A Simplified Self-Organising Map (SSOM). x is the type of the learning rate and the difference metric. t is the type of the counter. k is the type of the model indices. p is the type of the input patterns and models.

Constructors

SSOM 

Fields

sMap :: Map k p

Maps patterns to nodes.

learningRate :: t -> x

A function which determines the learning rate for a node. The input parameter indicates how many patterns (or pattern batches) have previously been presented to the classifier. Typically this is used to make the learning rate decay over time. The output is the learning rate for that node (the amount by which the node's model should be updated to match the target). The learning rate should be between zero and one.

difference :: p -> p -> x

A function which compares two patterns and returns a non-negative number representing how different the patterns are. A result of 0 indicates that the patterns are identical.
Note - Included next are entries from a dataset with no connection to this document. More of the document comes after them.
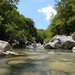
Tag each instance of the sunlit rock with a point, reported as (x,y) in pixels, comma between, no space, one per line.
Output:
(60,41)
(11,53)
(2,53)
(73,36)
(73,49)
(4,46)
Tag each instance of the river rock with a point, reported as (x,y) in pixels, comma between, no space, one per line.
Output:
(73,49)
(73,36)
(4,46)
(2,53)
(60,41)
(29,46)
(11,53)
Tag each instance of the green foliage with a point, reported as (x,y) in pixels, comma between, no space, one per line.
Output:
(63,22)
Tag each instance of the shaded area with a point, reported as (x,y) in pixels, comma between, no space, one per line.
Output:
(36,63)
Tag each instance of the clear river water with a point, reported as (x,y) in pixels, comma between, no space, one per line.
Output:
(39,62)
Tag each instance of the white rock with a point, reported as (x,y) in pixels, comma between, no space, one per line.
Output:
(4,46)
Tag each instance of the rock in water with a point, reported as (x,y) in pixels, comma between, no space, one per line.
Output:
(2,53)
(73,49)
(60,41)
(73,36)
(4,46)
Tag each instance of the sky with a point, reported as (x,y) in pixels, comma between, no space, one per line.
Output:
(39,11)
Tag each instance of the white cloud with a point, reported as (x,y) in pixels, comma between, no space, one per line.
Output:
(48,11)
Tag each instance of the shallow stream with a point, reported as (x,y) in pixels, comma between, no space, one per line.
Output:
(38,62)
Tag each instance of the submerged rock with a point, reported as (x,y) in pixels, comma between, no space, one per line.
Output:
(60,41)
(4,46)
(2,53)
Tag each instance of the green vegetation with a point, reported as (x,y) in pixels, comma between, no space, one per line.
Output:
(63,22)
(13,24)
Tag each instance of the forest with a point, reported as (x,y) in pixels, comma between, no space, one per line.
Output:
(14,25)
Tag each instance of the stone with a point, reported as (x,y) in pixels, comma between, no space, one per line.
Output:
(2,53)
(60,41)
(4,46)
(73,49)
(11,53)
(73,36)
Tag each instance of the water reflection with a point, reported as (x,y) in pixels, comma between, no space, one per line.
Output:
(39,62)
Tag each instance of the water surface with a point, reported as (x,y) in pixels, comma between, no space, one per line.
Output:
(39,62)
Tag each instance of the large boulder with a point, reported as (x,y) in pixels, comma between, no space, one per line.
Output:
(73,36)
(60,41)
(4,46)
(17,43)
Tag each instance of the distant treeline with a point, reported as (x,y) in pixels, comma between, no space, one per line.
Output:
(13,24)
(64,21)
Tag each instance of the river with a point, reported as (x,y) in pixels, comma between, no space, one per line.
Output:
(39,62)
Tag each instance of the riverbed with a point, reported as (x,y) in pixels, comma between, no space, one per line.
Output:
(39,62)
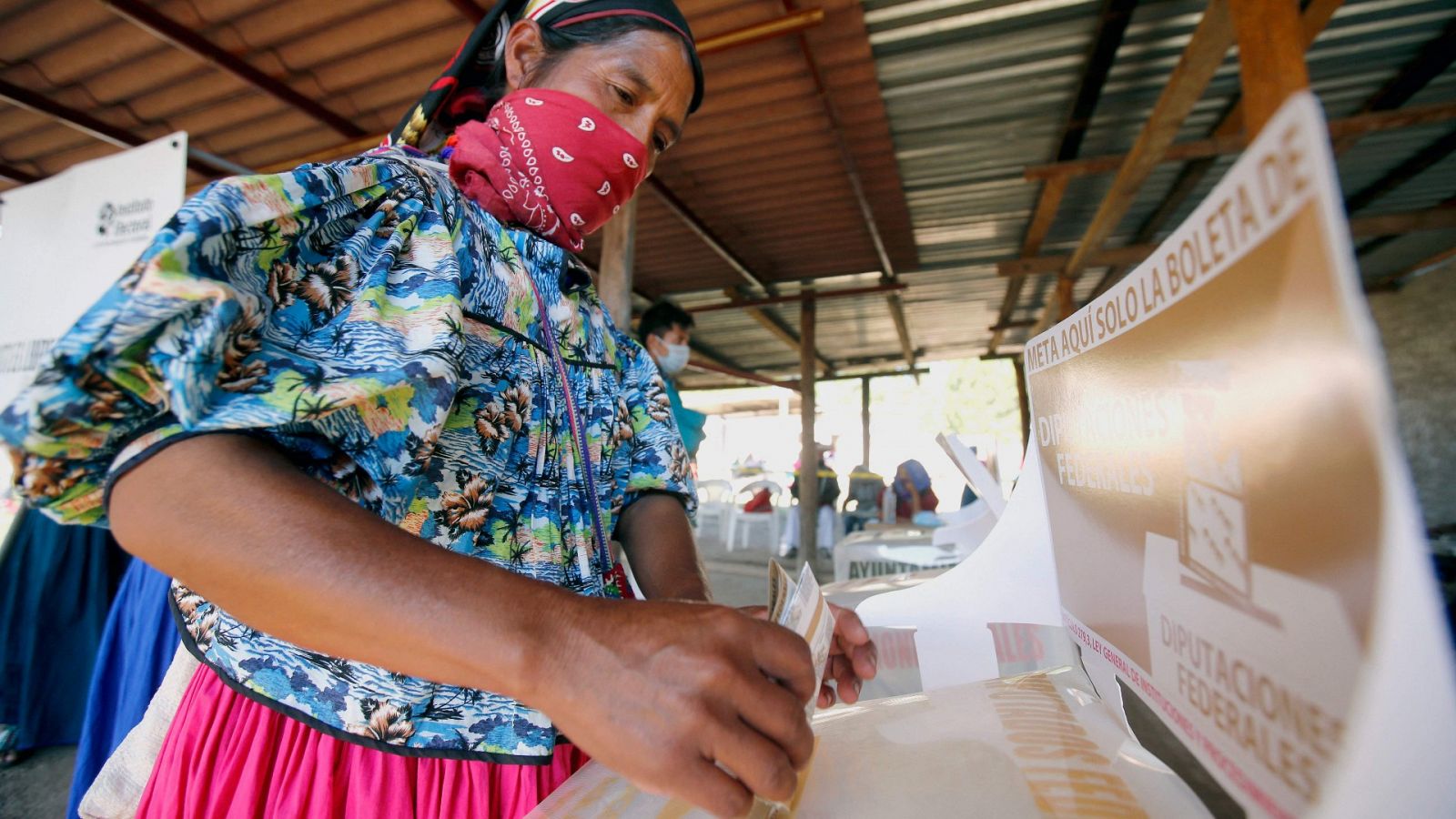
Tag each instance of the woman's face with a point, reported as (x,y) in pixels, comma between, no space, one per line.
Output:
(642,79)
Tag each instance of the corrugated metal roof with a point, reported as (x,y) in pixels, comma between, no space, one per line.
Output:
(944,104)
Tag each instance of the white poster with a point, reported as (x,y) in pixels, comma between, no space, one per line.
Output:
(1235,530)
(65,239)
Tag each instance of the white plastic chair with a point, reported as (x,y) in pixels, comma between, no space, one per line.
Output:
(713,508)
(746,523)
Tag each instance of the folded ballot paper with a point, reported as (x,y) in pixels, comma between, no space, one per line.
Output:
(597,792)
(1208,592)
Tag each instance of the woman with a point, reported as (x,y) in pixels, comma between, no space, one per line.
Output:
(914,493)
(309,376)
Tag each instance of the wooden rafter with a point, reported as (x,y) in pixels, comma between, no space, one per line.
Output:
(1108,38)
(794,298)
(1395,280)
(1434,57)
(775,327)
(1401,174)
(188,40)
(98,128)
(1201,57)
(1385,225)
(1230,126)
(14,174)
(1215,146)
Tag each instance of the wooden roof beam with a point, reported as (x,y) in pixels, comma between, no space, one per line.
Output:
(14,174)
(776,327)
(1385,225)
(1401,174)
(794,22)
(1108,38)
(1312,24)
(188,40)
(701,229)
(1395,280)
(1434,57)
(698,363)
(1215,146)
(1203,56)
(106,131)
(793,298)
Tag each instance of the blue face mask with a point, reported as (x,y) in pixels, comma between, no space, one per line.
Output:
(676,358)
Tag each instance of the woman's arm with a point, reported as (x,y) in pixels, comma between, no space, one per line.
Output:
(659,540)
(657,691)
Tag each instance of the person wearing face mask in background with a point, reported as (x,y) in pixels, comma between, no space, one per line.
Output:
(375,421)
(666,329)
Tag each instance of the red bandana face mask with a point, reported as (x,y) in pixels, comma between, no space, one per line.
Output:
(551,162)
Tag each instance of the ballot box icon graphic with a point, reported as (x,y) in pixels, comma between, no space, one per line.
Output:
(1215,545)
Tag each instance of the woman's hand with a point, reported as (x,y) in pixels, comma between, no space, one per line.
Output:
(852,656)
(662,693)
(852,659)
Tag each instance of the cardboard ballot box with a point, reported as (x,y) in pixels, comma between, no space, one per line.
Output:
(1213,552)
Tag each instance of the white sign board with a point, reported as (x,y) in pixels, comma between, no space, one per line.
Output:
(66,239)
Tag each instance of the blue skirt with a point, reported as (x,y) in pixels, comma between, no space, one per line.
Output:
(56,584)
(136,651)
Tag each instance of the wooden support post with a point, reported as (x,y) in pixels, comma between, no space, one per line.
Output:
(1041,219)
(1203,56)
(1271,57)
(615,274)
(1024,401)
(864,420)
(808,450)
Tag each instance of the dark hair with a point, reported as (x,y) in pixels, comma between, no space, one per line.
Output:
(662,318)
(561,41)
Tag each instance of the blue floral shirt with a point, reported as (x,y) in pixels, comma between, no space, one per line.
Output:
(392,339)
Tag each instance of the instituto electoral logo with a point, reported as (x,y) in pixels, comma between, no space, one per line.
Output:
(124,220)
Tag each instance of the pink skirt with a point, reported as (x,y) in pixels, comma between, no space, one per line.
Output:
(229,756)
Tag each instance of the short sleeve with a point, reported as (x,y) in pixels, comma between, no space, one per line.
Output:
(659,460)
(319,309)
makeSimilar :: p -> x -> p -> p

A function which updates models. For example, if this function is f, then f target amount pattern returns a modified copy of pattern that is more similar to target than pattern is. The magnitude of the adjustment is controlled by the amount parameter, which should be a number between 0 and 1. Larger values for amount permit greater adjustments. If amount=1, the result should be identical to the target. If amount=0, the result should be the unmodified pattern.

counter :: t

A counter used as a "time" parameter. If you create the SSOM with a counter value 0, and don't directly modify it, then the counter will represent the number of patterns that this SSOM has classified.

Instances

(Num t, Ord x, Num x, Ord k) => Classifier (SSOM t) x k p Source 
Generic (SSOM t x k p) Source 
(NFData t, NFData k, NFData p) => NFData (SSOM t x k p) Source 
type Rep (SSOM t x k p) Source 

Deconstruction

toMap :: SSOM t x k p -> Map k p Source

Extracts the current models from the SSOM. A synonym for sMap.

Learning functions

exponential :: Floating a => a -> a -> a -> a Source

A typical learning function for classifiers. exponential r0 d t returns the learning rate at time t. When t = 0, the learning rate is r0. Over time the learning rate decays exponentially; the decay rate is d. Normally the parameters are chosen such that:

  • 0 < r0 < 1
  • 0 < d

Advanced control

trainNode :: (Num t, Ord k) => SSOM t x k p -> k -> p -> SSOM t x k p Source

Trains the specified node to better match a target. Most users should use train, which automatically determines the BMU and trains it.